The Release determines how long the compressor will take to deactivate. Just as with the attack, the release is gradually applied over time, meaning that if we have a release time of 250ms, it will take the compressor 250ms to go back to not affecting the signal after it has gone below the set threshold. Short release times allow the compressor to go back to not affecting the signal before a new transient goes past the threshold, and it may result in jumpy loudness events, which can be effective for some percussive scenarios and for sound design. On the other hand, longer release times are useful for maintaining a more consistent and natural sounding compression process, which can be beneficial for vocals and acoustic instruments.

There's a bit more to the story. It turns out that Attack and Release will continue to affect the signal as long as the signal remains over the Threshold. This means that in reality, the compressor's time constant slew the signal, smoothing variations to the signal as long as the compressor is active. In other words, Attack and Release are the lag of the compressor as the signal get louder and quieter, respectively.

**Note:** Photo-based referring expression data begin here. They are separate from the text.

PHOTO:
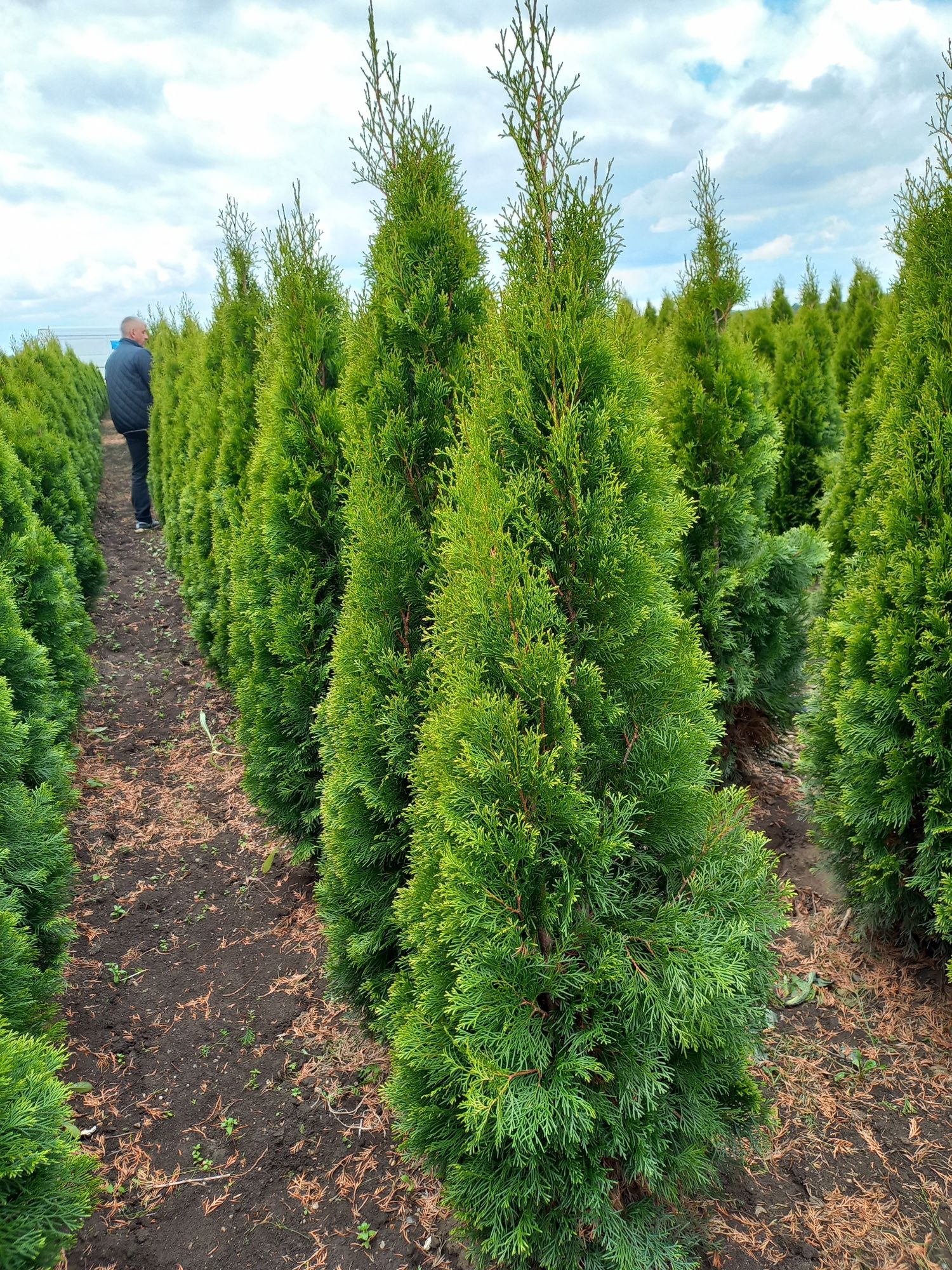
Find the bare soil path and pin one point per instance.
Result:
(238, 1112)
(235, 1108)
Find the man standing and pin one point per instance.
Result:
(128, 383)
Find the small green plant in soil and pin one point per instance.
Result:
(365, 1235)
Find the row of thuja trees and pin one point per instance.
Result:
(50, 568)
(498, 577)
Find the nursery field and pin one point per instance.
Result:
(511, 789)
(199, 1014)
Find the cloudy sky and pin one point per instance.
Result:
(124, 128)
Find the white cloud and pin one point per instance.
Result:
(125, 130)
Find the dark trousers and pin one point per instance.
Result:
(139, 453)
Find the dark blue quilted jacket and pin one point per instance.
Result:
(128, 371)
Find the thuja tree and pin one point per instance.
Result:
(587, 924)
(44, 375)
(55, 490)
(878, 755)
(183, 431)
(758, 330)
(288, 570)
(166, 379)
(48, 1184)
(869, 401)
(408, 369)
(746, 587)
(204, 429)
(835, 305)
(857, 330)
(781, 308)
(241, 313)
(805, 398)
(48, 594)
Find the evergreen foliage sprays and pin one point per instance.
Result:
(805, 399)
(781, 308)
(239, 314)
(48, 1184)
(746, 587)
(50, 410)
(408, 369)
(868, 402)
(181, 435)
(587, 923)
(286, 571)
(835, 305)
(56, 449)
(857, 328)
(48, 594)
(878, 752)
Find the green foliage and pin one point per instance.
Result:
(757, 328)
(54, 435)
(835, 305)
(286, 568)
(166, 384)
(781, 308)
(878, 755)
(588, 925)
(847, 490)
(197, 467)
(55, 491)
(747, 589)
(408, 369)
(857, 330)
(46, 589)
(805, 399)
(182, 388)
(48, 1186)
(241, 311)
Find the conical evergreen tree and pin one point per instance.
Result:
(181, 429)
(588, 925)
(48, 594)
(241, 316)
(878, 754)
(847, 490)
(288, 571)
(55, 490)
(44, 380)
(408, 370)
(36, 862)
(166, 383)
(48, 1184)
(746, 587)
(204, 430)
(835, 305)
(781, 308)
(756, 328)
(857, 331)
(805, 399)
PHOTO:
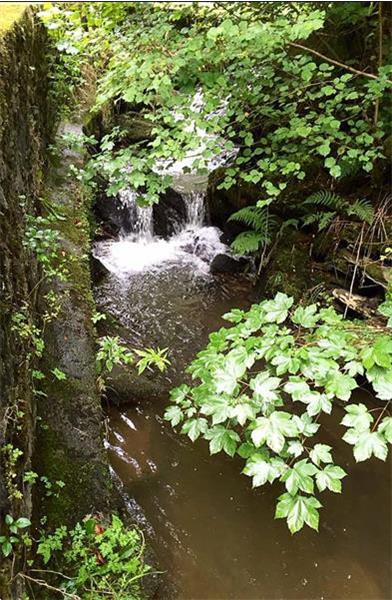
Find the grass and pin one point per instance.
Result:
(10, 12)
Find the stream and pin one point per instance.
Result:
(214, 536)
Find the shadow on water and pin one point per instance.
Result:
(217, 538)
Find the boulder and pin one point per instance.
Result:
(224, 263)
(112, 214)
(168, 214)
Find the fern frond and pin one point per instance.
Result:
(252, 216)
(362, 209)
(323, 219)
(248, 241)
(328, 199)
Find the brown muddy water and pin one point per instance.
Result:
(216, 537)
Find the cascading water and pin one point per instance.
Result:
(141, 218)
(137, 249)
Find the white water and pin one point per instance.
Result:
(193, 243)
(139, 250)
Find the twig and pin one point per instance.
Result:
(43, 583)
(334, 62)
(377, 106)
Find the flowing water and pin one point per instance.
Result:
(217, 538)
(214, 536)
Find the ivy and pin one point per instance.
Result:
(261, 385)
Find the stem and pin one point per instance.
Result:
(335, 62)
(380, 415)
(380, 51)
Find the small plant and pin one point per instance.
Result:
(8, 541)
(264, 383)
(152, 358)
(112, 353)
(99, 559)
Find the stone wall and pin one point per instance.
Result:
(57, 433)
(26, 125)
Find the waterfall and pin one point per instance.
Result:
(140, 225)
(195, 209)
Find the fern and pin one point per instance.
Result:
(263, 225)
(247, 242)
(362, 209)
(251, 216)
(326, 198)
(323, 219)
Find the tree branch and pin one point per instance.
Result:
(334, 62)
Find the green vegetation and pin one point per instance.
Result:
(10, 12)
(263, 386)
(303, 122)
(98, 560)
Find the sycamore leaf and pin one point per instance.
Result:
(306, 317)
(194, 428)
(385, 428)
(330, 478)
(173, 414)
(321, 453)
(298, 510)
(368, 444)
(357, 417)
(300, 477)
(222, 439)
(276, 310)
(341, 385)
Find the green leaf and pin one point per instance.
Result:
(298, 510)
(385, 428)
(242, 412)
(6, 548)
(369, 444)
(272, 430)
(306, 317)
(330, 478)
(357, 417)
(173, 414)
(277, 309)
(194, 428)
(321, 453)
(340, 386)
(300, 477)
(22, 522)
(222, 439)
(264, 386)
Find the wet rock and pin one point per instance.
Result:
(223, 263)
(97, 269)
(168, 214)
(112, 214)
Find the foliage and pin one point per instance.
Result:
(43, 239)
(360, 209)
(111, 352)
(262, 224)
(150, 357)
(11, 538)
(267, 102)
(99, 560)
(263, 385)
(385, 308)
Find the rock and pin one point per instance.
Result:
(97, 269)
(112, 214)
(223, 263)
(135, 127)
(169, 213)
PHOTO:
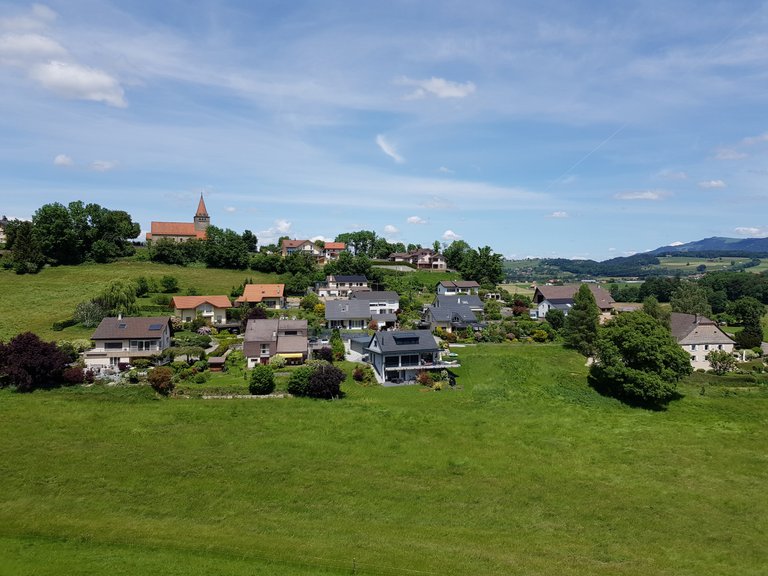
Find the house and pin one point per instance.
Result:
(422, 258)
(399, 356)
(182, 231)
(119, 341)
(211, 308)
(356, 314)
(322, 252)
(698, 336)
(339, 286)
(270, 295)
(379, 301)
(265, 339)
(545, 298)
(453, 287)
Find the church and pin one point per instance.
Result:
(182, 231)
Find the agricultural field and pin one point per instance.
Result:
(523, 469)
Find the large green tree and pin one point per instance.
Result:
(582, 322)
(638, 361)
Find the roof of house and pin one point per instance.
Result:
(175, 229)
(696, 329)
(257, 292)
(347, 309)
(563, 294)
(131, 327)
(189, 302)
(375, 295)
(201, 209)
(405, 341)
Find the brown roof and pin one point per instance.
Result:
(175, 229)
(602, 296)
(257, 292)
(189, 302)
(131, 327)
(696, 329)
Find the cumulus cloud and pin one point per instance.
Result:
(389, 149)
(102, 165)
(751, 231)
(63, 160)
(80, 82)
(639, 195)
(729, 154)
(438, 87)
(712, 184)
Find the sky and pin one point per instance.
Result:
(579, 129)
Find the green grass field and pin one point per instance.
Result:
(523, 470)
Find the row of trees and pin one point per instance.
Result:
(69, 234)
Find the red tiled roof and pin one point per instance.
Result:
(257, 292)
(190, 302)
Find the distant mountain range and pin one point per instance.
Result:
(733, 246)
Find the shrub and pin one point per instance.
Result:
(161, 380)
(262, 380)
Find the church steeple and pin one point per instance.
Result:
(202, 220)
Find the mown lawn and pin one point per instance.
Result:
(522, 470)
(34, 302)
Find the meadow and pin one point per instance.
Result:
(523, 469)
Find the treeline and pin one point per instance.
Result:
(71, 234)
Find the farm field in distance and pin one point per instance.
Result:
(521, 470)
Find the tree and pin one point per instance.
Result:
(582, 321)
(161, 380)
(555, 318)
(690, 298)
(721, 361)
(262, 380)
(28, 363)
(638, 361)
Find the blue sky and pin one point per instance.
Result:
(572, 129)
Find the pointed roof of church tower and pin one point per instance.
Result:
(201, 209)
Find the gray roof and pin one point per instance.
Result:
(347, 309)
(405, 341)
(471, 300)
(131, 327)
(375, 295)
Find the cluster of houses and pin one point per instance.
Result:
(351, 305)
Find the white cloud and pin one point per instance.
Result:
(63, 160)
(639, 195)
(729, 154)
(712, 184)
(439, 87)
(81, 82)
(389, 149)
(751, 231)
(102, 165)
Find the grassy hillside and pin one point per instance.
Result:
(524, 470)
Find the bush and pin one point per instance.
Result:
(161, 380)
(262, 380)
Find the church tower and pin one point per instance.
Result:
(202, 220)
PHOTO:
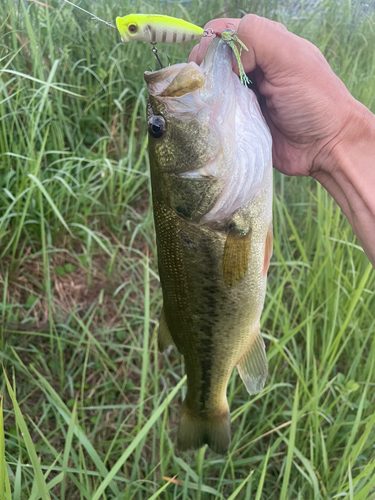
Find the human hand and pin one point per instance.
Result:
(307, 107)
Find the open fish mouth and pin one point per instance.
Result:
(181, 79)
(213, 96)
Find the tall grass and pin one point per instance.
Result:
(89, 408)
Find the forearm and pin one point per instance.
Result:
(348, 174)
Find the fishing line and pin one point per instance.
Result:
(89, 13)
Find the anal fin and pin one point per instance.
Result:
(253, 367)
(164, 335)
(236, 257)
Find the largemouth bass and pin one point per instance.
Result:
(211, 175)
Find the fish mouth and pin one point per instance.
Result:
(185, 78)
(184, 89)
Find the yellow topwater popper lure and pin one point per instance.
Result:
(156, 28)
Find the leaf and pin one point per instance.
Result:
(39, 478)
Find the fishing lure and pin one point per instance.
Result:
(156, 28)
(229, 36)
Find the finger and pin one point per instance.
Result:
(199, 51)
(272, 47)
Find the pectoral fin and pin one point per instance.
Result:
(253, 367)
(236, 257)
(164, 335)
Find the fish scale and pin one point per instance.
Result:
(214, 240)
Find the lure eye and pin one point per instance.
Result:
(132, 28)
(156, 126)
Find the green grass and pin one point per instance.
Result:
(89, 408)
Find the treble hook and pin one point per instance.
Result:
(155, 52)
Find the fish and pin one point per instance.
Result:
(210, 154)
(156, 28)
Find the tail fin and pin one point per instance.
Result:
(197, 429)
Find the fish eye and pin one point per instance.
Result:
(132, 28)
(156, 126)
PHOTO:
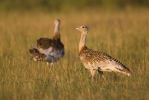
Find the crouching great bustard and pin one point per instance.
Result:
(97, 61)
(49, 50)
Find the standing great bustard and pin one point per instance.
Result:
(97, 61)
(49, 50)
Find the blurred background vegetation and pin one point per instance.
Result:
(61, 5)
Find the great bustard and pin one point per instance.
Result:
(97, 61)
(49, 50)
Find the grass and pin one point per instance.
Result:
(122, 34)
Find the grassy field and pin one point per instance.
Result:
(122, 34)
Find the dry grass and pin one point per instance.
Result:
(123, 35)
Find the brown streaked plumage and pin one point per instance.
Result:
(53, 48)
(98, 61)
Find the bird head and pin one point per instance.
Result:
(83, 29)
(57, 22)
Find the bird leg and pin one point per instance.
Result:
(92, 73)
(101, 74)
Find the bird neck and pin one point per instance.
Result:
(82, 41)
(56, 32)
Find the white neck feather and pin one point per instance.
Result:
(82, 41)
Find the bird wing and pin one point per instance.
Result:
(50, 47)
(100, 60)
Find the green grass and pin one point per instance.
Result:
(123, 35)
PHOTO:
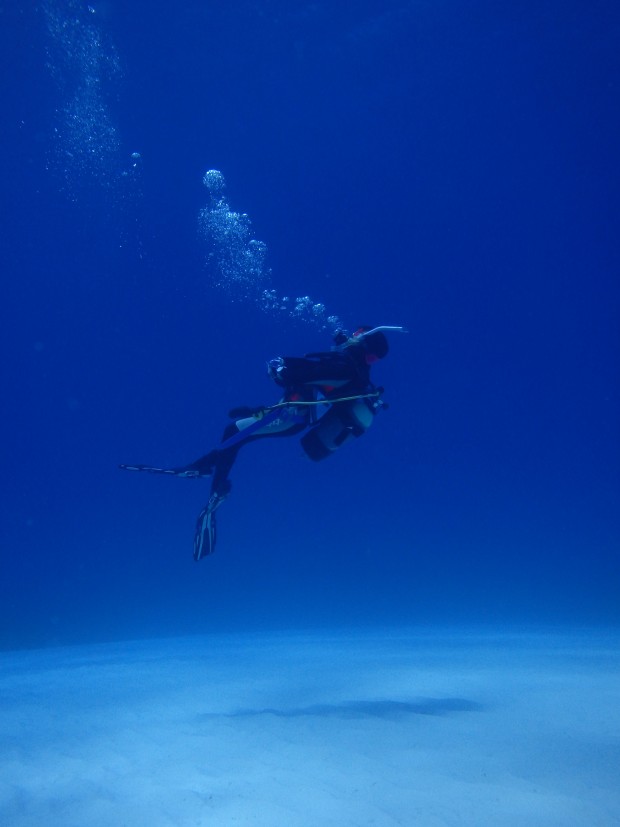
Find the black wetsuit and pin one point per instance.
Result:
(334, 375)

Even though threshold and ratio define how our compressor operates, attack and release are fundamental to give character to the compression process. Audio signals tend to be very dynamic, varying a lot over short periods of time. For this reason, it is important to experiment with these four parameters to deeply understand the compression system. The interactions and relationships of these parameters will drastically alter the sonic results of the compression process.

Make-up Gain

It is commonly said that compressors make things louder, and although this is not necessarily wrong, it certainly is a misconception. Compressors reduce the dynamic range of our signal by lowering the amplitude, based on the ratio, of the peaks that land above our threshold. By doing so, they make the overall loudness of that signal more consistent. The compressed signal also gets quieter instead of louder. However, because we now have more headroom between the peaks of our signal and the point where our mediums distort, we can further increase the level of our signal to cover up this range. We do this by applying the Make-up Gain parameter.

The Make-up Gain parameter, defined in dB, is used to make the compressed signal louder after the peaks have been lowered. This allow us to make the quieter parts of our signals louder without having the loudest parts of our signals distort the mediums that are receiving them. This is precisely why there is an assumption that compressors make things louder, but the fact that you can further push your signals does not necessarily mean that you are required to.